Na noite deterça-feira (28), por volta das 18h25, um tornado atingiu em cheio as zonas rurais de Giruá, Sete de Setembro e Senador Salgado Filho, causando pânico e destruição no Noroeste do Rio Grande do Sul.
A Defesa Civil estadual informou que, antes do ocorrido, havia emitido um Alerta Laranja às 17h14 (com vigência até as 20h10) prevendo granizo e rajadas intensas para aquela região, com base nas imagens do radar meteorológico de Chapecó (SC). Contudo, o órgão admite que, devido à distância de aproximadamente 200 km entre o equipamento e as cidades afetadas, o monitoramento da camada mais baixa da atmosfera (acima de 4,5 km de altitude) não foi capaz de captar a rotação próxima ao solo que antecede a formação de um tornado.
A tempestade que gerou o fenômeno é classificada como uma supercélula - um tipo de sistema climático agressivo, dotado de uma corrente ascendente giratória, capaz de produzir granizos grandes, vendavais e, em condições específicas, tornados. Enquanto as equipes da Coordenadoria Regional de Santo Ângelo percorrem as localidades atingidas para concluir o levantamento completo dos prejuízos ao longo desta quarta (29), as prefeituras locais já atuam em regime de emergência. Em Giruá, as comunidades de Rincão dos Coimbras, Rincão dos Mellos, Rincão dos Ribeiros, Amaral e Melgarejo foram as mais castigadas, com inúmeras residências severamente danificadas, além de registros de moradores feridos, queda maciça de árvores e perdas significativas na pecuária. Já em Senador Salgado Filho, a prioridade é a desobstrução de estradas rurais ainda bloqueadas por troncos e galhos, e a orientação à população é para que evite deslocamentos desnecessários.
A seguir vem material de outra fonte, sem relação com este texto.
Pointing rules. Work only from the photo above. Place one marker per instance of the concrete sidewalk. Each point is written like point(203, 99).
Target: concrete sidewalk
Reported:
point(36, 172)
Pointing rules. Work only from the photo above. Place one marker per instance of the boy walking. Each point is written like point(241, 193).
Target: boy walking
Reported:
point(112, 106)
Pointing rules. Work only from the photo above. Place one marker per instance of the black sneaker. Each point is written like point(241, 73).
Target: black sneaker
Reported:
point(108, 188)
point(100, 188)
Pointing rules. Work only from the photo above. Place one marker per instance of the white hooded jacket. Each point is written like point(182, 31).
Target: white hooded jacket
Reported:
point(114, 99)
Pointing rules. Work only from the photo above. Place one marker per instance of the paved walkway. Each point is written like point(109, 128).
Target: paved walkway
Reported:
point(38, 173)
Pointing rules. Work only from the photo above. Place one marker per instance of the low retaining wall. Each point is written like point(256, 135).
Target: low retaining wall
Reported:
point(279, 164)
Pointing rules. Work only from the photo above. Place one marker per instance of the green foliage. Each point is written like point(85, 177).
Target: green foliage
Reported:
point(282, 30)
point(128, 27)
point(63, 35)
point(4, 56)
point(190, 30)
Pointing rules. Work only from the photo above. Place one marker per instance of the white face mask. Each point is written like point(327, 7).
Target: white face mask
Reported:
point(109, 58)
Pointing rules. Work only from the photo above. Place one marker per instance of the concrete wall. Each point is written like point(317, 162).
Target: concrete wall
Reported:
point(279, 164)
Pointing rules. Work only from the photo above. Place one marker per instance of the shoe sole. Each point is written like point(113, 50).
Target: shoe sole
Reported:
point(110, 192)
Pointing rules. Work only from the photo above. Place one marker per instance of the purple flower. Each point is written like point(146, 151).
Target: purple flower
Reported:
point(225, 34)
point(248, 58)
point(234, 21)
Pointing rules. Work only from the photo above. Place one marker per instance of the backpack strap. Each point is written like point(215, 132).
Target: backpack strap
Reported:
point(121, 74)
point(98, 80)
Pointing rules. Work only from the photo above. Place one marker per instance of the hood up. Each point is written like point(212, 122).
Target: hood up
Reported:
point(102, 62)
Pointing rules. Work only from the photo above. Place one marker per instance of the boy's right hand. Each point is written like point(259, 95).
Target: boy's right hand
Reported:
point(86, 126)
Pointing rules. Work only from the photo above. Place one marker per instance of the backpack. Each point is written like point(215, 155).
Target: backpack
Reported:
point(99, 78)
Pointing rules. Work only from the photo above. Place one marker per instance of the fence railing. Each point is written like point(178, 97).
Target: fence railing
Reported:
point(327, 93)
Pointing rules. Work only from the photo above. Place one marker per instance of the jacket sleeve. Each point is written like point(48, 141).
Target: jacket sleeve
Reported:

O meteorologista Piter Scheuer fez um alerta contundente: as condições atmosféricas ainda são favoráveis à formação de novos episódios isolados de tornado, especialmente na região Noroeste do Estado. Paralelamente, a situação hidrológica segue crítica. A Defesa Civil mantém o alerta para os rios Uruguai (entre São Borja e Uruguaiana) e Sinos (em São Leopoldo), que persistem acima do nível de inundação. Também há risco elevado de transbordamentos nos cursos d’água do Jacuí (de Dona Francisca a Cachoeira do Sul), Taquari (entre Encantado e Taquari), Caí (de São Sebastião do Caí a Montenegro) e Gravataí (no trecho entre Gravataí e Cachoeirinha).